Clean energy technology may be the sort of straw that an optimist might grasp here.
The big problem, as you pointed out, is population.
Yes there are presently too many people worldwide and the inexorable spread of consumerism will only increase the strain on natural systems. However, the demographic transition, which affects all modern first world societies, is an unexpected miracle with long term effects impossible to ignore. More and more countries are moving from zero population growth to negative growth, as in Japan and southern European countries. Even many third world countries are experiencing a dramatic reduction in the number of children per family, and education and empowerment of females in patriarchal societies promises continuing demographic changes. The inertia of population growth will certainly cause grave strain on natural systems throughout this century, but the Long Run may not be bleak if we can get through this bottleneck. Nature has its own ways of controlling overpopulation as well, and the Four Horsemen of the Apocalypse could saddle up yet again for another winnowing. Perhaps they have even started their ride in Africa now.
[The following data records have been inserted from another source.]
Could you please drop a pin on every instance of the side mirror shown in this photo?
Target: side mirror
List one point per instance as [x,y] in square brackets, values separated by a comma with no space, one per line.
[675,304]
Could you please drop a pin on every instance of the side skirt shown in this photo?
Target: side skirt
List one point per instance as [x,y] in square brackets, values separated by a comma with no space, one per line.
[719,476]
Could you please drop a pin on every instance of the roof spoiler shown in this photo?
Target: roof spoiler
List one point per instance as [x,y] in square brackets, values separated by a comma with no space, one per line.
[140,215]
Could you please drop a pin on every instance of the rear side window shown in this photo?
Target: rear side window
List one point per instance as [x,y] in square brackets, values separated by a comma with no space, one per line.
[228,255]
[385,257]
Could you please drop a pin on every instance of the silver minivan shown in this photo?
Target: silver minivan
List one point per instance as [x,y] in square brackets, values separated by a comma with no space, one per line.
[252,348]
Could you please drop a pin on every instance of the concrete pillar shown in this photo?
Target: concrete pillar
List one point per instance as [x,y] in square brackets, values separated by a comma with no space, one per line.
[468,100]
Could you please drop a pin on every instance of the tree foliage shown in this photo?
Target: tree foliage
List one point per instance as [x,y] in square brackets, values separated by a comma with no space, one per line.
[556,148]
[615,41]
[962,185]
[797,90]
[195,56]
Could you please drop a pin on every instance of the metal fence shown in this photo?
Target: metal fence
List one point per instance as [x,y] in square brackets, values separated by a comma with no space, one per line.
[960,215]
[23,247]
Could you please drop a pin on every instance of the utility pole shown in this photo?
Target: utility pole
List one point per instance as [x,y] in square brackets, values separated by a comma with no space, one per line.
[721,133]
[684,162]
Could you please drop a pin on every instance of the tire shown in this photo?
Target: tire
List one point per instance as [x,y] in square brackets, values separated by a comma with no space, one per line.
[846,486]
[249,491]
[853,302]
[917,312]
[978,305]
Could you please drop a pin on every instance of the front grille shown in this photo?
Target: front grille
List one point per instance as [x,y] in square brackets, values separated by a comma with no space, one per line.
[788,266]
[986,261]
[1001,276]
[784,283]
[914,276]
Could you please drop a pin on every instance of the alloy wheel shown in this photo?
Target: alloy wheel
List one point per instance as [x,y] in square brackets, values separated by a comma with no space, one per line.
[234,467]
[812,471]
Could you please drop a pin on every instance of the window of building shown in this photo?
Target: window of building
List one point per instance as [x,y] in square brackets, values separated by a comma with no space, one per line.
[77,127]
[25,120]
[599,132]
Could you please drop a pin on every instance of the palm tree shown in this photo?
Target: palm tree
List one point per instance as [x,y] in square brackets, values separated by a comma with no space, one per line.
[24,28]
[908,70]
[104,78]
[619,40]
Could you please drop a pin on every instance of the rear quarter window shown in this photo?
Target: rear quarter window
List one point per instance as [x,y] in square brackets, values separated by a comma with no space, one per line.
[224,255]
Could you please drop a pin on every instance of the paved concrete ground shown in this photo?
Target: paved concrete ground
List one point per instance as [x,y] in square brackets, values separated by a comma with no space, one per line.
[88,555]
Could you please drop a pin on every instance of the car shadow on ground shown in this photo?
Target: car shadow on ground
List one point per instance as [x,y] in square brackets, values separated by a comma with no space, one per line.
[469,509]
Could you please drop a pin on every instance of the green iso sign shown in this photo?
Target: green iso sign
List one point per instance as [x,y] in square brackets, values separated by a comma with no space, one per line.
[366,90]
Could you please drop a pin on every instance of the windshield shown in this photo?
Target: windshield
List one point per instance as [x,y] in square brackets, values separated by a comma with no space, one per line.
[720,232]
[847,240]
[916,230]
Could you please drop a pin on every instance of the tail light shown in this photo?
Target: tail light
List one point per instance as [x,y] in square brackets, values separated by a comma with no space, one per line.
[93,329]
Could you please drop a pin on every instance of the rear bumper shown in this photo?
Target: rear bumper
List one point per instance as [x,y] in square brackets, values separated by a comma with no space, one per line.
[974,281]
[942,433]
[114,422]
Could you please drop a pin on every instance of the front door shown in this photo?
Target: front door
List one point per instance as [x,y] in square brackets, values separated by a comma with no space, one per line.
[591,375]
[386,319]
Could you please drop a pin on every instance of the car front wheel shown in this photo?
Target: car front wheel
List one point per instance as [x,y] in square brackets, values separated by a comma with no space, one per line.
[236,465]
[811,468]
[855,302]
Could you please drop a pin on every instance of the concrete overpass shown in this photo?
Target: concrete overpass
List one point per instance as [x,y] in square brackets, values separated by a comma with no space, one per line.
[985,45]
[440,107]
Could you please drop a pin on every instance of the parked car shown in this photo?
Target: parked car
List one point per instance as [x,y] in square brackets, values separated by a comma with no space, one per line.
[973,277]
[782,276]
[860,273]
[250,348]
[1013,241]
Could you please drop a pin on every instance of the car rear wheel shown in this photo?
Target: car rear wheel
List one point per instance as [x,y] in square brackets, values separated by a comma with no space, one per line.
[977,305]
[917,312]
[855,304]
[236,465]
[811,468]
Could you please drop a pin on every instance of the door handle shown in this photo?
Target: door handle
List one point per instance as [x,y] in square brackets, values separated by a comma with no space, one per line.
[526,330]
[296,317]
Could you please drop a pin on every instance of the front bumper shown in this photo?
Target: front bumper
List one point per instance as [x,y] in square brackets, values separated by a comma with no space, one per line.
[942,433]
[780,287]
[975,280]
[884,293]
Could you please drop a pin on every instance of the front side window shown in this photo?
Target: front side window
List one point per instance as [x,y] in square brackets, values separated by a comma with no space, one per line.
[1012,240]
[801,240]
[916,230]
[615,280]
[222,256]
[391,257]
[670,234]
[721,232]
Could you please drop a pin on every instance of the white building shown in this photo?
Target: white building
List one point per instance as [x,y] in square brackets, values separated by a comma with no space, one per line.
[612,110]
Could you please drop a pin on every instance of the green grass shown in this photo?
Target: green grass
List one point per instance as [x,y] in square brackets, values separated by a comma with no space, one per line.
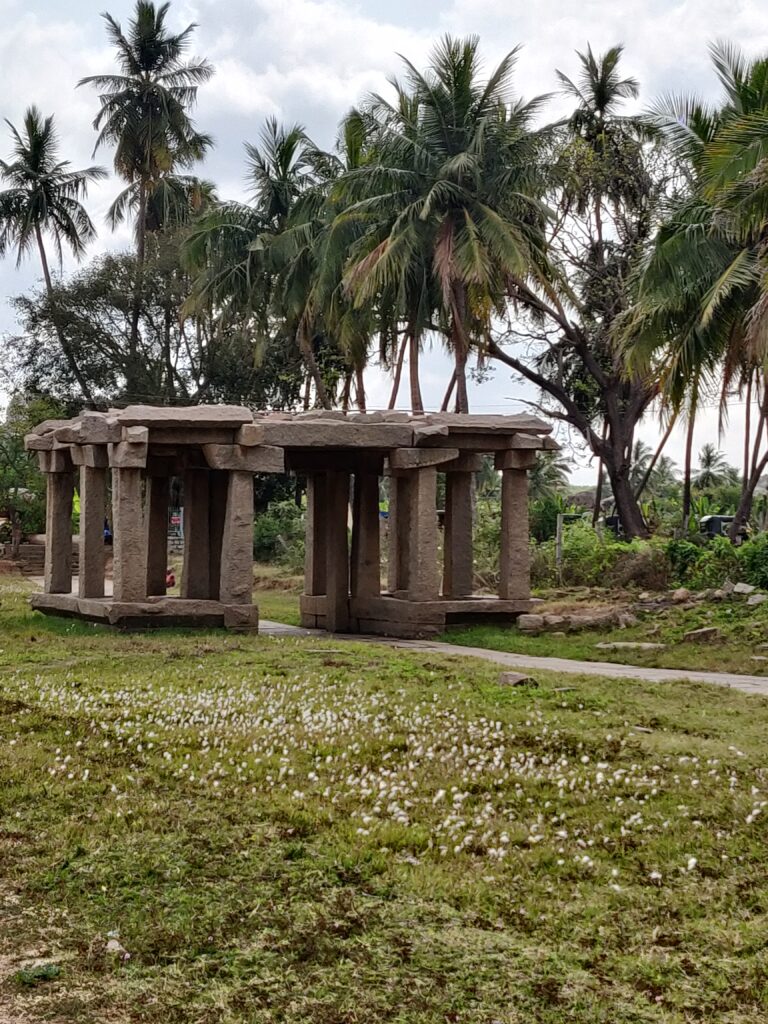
[743,629]
[202,827]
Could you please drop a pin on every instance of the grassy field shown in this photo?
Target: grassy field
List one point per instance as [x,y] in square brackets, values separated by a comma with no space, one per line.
[201,827]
It is probably an unrealistic goal to protect all habitats or to maintain large populations of species like sharks everywhere.
The future of, say, Triaenodon populations in places like Cocos Island may be bleak. It may be more effective to allocate resources to protect species and key habitats, with the hope that species that can “ark” through the next 100 years and then repopulate the spaces a more enlightened humanity sets aside for them. Education does change attitudes in the long run. I am encouraged that large areas of marine environment have recently been protected. Enforcement is always a problem, but some vast areas like the Northwestern Hawaiian Islands are effectively protected by the might of the US government, others like the southern Line Islands by remoteness. Species is such areas, including Triaenodon, should get through the bottleneck OK.
The SRMR is the sort of project that can play a vital role in protecting species and habitats.
Even though you seem to despair for the future, interpretation is everything and according to the guardedly optimistic picture I have painted from facts and trends, the work you and others are doing may yet provide our descendents the resources necessary to help restore balance in the natural world.